Pemasar mikro BIS secara selektif mendistribusikan cerita KUR selama pandemi

Jakarta TRIBUNNEWS.COM-Upaya penyelamatan usaha mikro dan menengah (UMKM) dari dampak pandemi virus Corona (Covid-19) melalui restrukturisasi kredit dan pemberian pinjaman kepada PT Bank Rakyat Indonesia (Persero). Tbk tidak dilakukan. Peran pedagang mikro di luar BRI (Mantri).

BRI Mantri turut serta membantu UMKM terdampak Covid-19 merestrukturisasi kreditnya karena merupakan perpanjangan tangan BIS lokal sehingga dapat mengcover nasabah dan debitur secara nasional.

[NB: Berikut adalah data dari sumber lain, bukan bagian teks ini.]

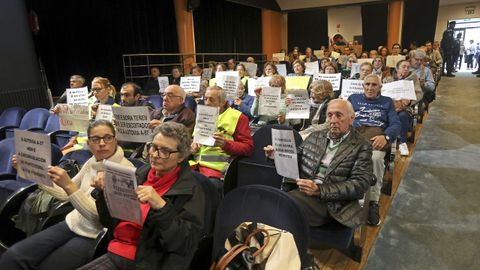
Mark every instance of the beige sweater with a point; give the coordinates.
(83, 220)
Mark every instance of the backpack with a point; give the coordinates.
(257, 246)
(36, 207)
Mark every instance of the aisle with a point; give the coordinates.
(434, 220)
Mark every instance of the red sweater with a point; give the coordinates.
(126, 234)
(242, 145)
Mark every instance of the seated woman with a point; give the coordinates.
(69, 244)
(403, 107)
(321, 92)
(172, 205)
(275, 81)
(243, 102)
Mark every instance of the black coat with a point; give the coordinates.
(170, 235)
(348, 177)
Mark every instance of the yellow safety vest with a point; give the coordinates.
(215, 157)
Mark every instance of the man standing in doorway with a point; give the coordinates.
(447, 46)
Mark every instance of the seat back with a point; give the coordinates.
(35, 119)
(12, 117)
(264, 204)
(7, 149)
(157, 100)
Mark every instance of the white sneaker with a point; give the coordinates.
(403, 147)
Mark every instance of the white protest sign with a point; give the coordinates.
(205, 125)
(207, 74)
(251, 68)
(256, 83)
(279, 56)
(190, 83)
(132, 124)
(299, 107)
(355, 69)
(351, 87)
(318, 53)
(364, 60)
(34, 155)
(77, 96)
(120, 196)
(311, 67)
(269, 102)
(335, 55)
(104, 112)
(162, 84)
(282, 69)
(230, 86)
(73, 117)
(334, 79)
(403, 89)
(285, 153)
(392, 60)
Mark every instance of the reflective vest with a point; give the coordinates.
(214, 157)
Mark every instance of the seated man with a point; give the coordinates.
(232, 139)
(335, 169)
(377, 120)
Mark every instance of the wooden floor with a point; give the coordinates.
(334, 260)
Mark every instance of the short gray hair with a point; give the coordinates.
(179, 133)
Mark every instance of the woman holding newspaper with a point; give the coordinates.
(172, 206)
(69, 244)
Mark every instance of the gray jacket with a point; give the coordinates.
(347, 178)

Susilowati (33 tahun), perempuan asal Ngawen di Klaten, Jawa Tengah, setidaknya membuktikan peran dan kontribusi nyata pegawai BIS Mantri dalam mendukung pelonggaran kredit peserta UMKM.

Susilowati menggeluti profesinya sendiri sejak tahun 2016 sebagai BRI Mantri. Saat ini bekerja di bagian BRI Karang Wuni cabang Klaten. Susilowati adalah salah satu dari sekitar 28.000 Mantri yang saat ini dipegang oleh BIS.

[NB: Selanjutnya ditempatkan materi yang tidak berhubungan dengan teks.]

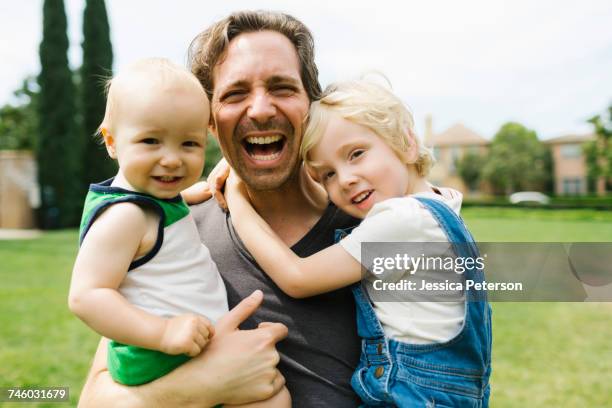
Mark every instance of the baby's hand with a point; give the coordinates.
(186, 334)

“Banyak debitur yang ikut restrukturisasi. Ada sekitar 220 orang yang tidak berpenghasilan akibat corona. Kebanyakan dari mereka adalah pedagang pasar malam. Susilowati dihubungi Rabu (24/6/2020) dan mengatakan kebijakan pelonggaran ini sangat membantu. Mereka, terutama para debitur KUR.

Susilowati membantu para debitur ini mendapatkan keringanan dengan bunga yang lebih rendah dan suku bunga yang lebih panjang. Jangka waktu kredit .- “Jadi, Anda perlu membayar bunga 6 bulan lalu membayar 6 Pembayaran normal selama berbulan-bulan. “Jadi kembali selama enam bulan,” katanya. Dengan mematuhi protokol sanitasi yang direkomendasikan oleh pemerintah dan tempat kerjanya, dia terus menyapa nasabah dan debitur melalui telepon.

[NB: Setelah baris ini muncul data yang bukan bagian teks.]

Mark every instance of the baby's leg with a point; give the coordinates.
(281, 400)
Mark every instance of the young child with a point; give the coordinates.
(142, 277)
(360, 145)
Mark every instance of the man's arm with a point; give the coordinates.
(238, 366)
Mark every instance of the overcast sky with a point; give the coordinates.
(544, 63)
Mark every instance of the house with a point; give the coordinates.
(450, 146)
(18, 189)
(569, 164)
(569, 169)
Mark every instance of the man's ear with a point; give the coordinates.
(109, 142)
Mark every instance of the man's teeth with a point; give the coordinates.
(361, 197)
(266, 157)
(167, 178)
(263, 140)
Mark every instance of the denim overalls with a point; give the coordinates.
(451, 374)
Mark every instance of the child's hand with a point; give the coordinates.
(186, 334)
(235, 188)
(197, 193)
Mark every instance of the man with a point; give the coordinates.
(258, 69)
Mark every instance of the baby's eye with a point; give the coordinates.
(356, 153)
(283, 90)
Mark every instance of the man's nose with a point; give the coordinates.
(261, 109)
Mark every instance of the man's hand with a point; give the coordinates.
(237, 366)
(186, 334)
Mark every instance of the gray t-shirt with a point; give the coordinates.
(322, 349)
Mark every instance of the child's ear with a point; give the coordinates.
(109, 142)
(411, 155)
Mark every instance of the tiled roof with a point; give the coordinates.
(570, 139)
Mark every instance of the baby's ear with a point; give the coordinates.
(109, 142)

Sekalipun debitur rata-rata adalah pengusaha kecil dan peserta dalam industri benang. Susilowati mengaku tidak keberatan membayar bunga pinjaman. Dalam lingkungan ekonomi yang tidak pasti.

Hal ini dikarenakan sebagian besar debitur sangat menyadari pentingnya menjaga reputasi yang baik dan memastikan BI. Mengajukan persyaratan pembiayaan baru.

“Suatu hari, saya mengunjungi 5 nasabah atau debitur. Dalam kondisi saat ini, kami akan terus memberikan KUR kepada pedagang agar perekonomian tetap berjalan. Saya akan menentukan prioritas nasabah baru berdasarkan rekomendasi nasabah lama. “pengaruh.

Belum tuntasnya wabah korona membuat Susilowati semakin selektif dalam memasarkan KUR, dengan sasaran pelaku usaha yang masih menjanjikan dan tidak terkena guncangan Covid-19, seperti usaha pangan (pangan) dan pertanian. Sebagai bagian dari kiprahnya, Susilowati mengaku mencoba memperkenalkan produk keuangan BIS dan layanan transaksi digital kepada nasabah dan debitur.Menurut Susilowati, dukungan teknis berupa aplikasi BRISPOT sangat membantu dalam memenuhi tugas Mantri-nya. Susilowati menyimpulkan: “Saya berharap Covid-19 segera berlalu, ekonomi membaik, UMKM terus tumbuh, dan produksi kembali seperti semula.”